Bill McBride merely nodded. He was too busy getting his breath to speak. At length he sat up and presently got on his feet.

“Come on,” he said curtly.

Garrity followed him without question. His mind was a turmoil of dazed thoughts. In silence they climbed the bank and pushed through the undergrowth. Presently they reached a little clearing amongst the pines. A scout axe, a hat and an open haversack lay there, and close to them a neat pile of twigs and small sticks.

McBride knelt down and with fingers that shook a little drew a box of matches from the haversack. With one of these he lit the pile of sticks and when the fire was well going, he stood up.

“Take off your clothes and dry ’em out,” he told Garrity briefly.

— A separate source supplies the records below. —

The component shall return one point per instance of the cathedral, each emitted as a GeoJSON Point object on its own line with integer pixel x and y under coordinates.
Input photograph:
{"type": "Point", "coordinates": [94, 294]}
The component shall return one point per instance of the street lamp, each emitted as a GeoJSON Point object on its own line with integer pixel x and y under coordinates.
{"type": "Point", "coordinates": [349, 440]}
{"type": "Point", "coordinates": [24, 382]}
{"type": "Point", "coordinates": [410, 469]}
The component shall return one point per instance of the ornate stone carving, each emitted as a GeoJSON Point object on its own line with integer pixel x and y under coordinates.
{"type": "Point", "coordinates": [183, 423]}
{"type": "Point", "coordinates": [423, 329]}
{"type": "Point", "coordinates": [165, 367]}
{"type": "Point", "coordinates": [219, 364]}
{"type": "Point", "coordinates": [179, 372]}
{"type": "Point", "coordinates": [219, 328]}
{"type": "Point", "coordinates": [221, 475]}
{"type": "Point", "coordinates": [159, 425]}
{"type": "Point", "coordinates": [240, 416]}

As one in a dream, Red obeyed. When he had wrung out his soaking garments, he followed the scout’s example and made a little frame of sticks to hang them on before the fire. And all the time he was doing this he watched his companion with furtive, curious glances. He did not seem at all like the boy he had knocked about on the street that day. There was an air of quiet competence about his every movement which roused in Red’s heart an odd, unexpected admiration. Though he would never have admitted it, he knew he couldn’t have made that fire so quickly and so skillfully. Even his frame of sticks was crude and wobbly compared with McBride’s. And as for the horrible experience in the water—

“Well?” said Micky suddenly, straightening his slim, white body. “Are you through?”

Garrity nodded and thrust one upright stick more firmly into the pine needles. It was cool here in the shade and he shivered slightly.

“All right,” said McBride. “Come out here in the open, then. I’m going to give you a lesson.”

Garrity’s jaw gaped. “A—what?” he repeated. “Whatcher mean?”